Canada - the Land of the Maple Leaf. The Canadian maple leaf emblem is usually a rather stylized copy of one of our most common eastern trees - the Sugar Maple. Its scientific name is Acer saccharum, which is simply sugar maple in Latin.
This is one of the major trees of the great eastern forests, from the Atlantic to the Manitoba border, and south to Georgia and Alabama. In north Ontario, it is just at about the north and west corner of its range.
The leaves have large lobes, and the edges are smooth. Each leaf has (usually) five main lobes, and each of these has a few large 'teeth'. The fruit is a double-winged key, called a samara by botanists. These seeds do not ripen until fall, and then they spin for long distances in the autumn winds.
The Sugar Maple is one of the most important commercial trees of eastern North America. Its wood is used for furniture and for clear, light-coloured hardwood flooring, as well as for toys, cutting blocks, bowling pins, and other situations requiring hardwood. Every farm in the east used to have a maple woodlot where the winter's firewood was cut. In years gone by, maple ashes were used extensively in the manufacture of soap.
Probably the best known use for the Sugar Maple is for maple syrup and maple sugar. In Quebec and Ontario, a whole spring festival has grown up around the tapping of the maple trees while the snow is still on the ground. If you ever get the opportunity, go to one of these 'sugarings'. It will take you back to the pioneer days of the early Canada. Tapping the maples is one of the many things which our ancestors learned from the Indians.
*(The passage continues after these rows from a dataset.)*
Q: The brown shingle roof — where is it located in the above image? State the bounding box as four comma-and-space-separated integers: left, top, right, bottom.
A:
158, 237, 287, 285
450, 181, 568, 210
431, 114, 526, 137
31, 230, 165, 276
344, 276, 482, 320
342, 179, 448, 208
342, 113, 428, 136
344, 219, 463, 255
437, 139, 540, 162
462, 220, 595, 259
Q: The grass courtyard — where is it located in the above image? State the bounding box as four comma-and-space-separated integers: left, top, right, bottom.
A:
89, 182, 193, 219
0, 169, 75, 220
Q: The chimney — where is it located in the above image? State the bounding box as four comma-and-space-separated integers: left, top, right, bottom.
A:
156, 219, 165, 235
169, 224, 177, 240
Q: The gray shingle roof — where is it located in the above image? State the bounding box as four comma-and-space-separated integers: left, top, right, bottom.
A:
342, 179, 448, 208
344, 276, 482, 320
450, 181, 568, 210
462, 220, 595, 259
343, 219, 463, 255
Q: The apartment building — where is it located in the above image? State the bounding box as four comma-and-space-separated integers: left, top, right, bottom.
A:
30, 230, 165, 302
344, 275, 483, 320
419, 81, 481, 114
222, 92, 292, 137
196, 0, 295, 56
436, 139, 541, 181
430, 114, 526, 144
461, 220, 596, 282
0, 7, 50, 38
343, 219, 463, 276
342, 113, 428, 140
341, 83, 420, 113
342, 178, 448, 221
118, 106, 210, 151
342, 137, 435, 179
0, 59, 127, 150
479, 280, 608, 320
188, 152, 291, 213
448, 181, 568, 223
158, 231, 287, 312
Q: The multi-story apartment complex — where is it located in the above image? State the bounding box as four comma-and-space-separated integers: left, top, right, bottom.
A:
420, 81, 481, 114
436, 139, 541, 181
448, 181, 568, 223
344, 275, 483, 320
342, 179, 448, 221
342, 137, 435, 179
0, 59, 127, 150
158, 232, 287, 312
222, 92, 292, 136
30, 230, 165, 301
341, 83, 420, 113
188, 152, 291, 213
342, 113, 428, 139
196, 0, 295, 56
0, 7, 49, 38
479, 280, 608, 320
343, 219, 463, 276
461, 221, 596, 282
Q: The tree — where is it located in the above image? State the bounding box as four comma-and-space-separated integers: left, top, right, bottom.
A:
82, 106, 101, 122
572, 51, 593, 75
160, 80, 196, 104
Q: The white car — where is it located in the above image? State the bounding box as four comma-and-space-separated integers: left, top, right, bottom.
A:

The Sugar Maple is one of the 'climax' trees of the eastern forest. Young maples will grown in the shade, which a lot of other trees will not do. So, over a long period of time, without any influence from man, a lot of the forest will evolve into nearly pure stands of maple. The other seedlings simply die out in the shade, while the maples survive. Maples are not the only ones which do this, but they are the major ones in many places. This explains the vast areas of nearly pure maple forest found by the first settlers in this country.
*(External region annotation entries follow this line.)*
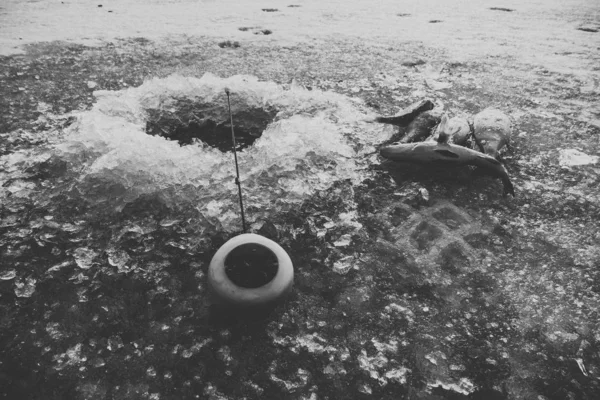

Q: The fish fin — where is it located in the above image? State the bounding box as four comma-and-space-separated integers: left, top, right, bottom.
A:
433, 149, 460, 158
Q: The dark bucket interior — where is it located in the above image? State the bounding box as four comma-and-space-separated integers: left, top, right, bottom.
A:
225, 243, 279, 289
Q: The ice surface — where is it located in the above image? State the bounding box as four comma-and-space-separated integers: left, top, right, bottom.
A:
0, 74, 389, 233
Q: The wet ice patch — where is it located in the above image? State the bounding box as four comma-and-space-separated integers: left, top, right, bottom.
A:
0, 74, 389, 230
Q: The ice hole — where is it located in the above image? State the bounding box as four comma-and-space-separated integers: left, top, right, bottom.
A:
146, 98, 277, 152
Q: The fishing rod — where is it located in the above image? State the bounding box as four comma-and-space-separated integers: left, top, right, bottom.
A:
225, 88, 246, 233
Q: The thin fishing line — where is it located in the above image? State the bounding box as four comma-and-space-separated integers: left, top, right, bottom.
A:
225, 89, 246, 233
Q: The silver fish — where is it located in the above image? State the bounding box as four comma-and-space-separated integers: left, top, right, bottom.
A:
379, 139, 515, 197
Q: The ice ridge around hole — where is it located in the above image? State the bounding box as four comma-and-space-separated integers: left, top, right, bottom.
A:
2, 74, 390, 230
In the fall, the green chlorophyll disappears from the leaves, and the brilliant reds, oranges, and yellows of the fall maples show through. Not many things in nature can surpass the cathedral beauty of the maple woods in autumn.
Recently, the maple forests have been attacked by certain diseases, which seem to have gained a substantial foothold. But the most pressing problem for our national tree is acid rain. This is rapidly reducing our ability to produce lumber, syrup and even firewood. Can it be that doomsday is getting closer for the Maple Leaf?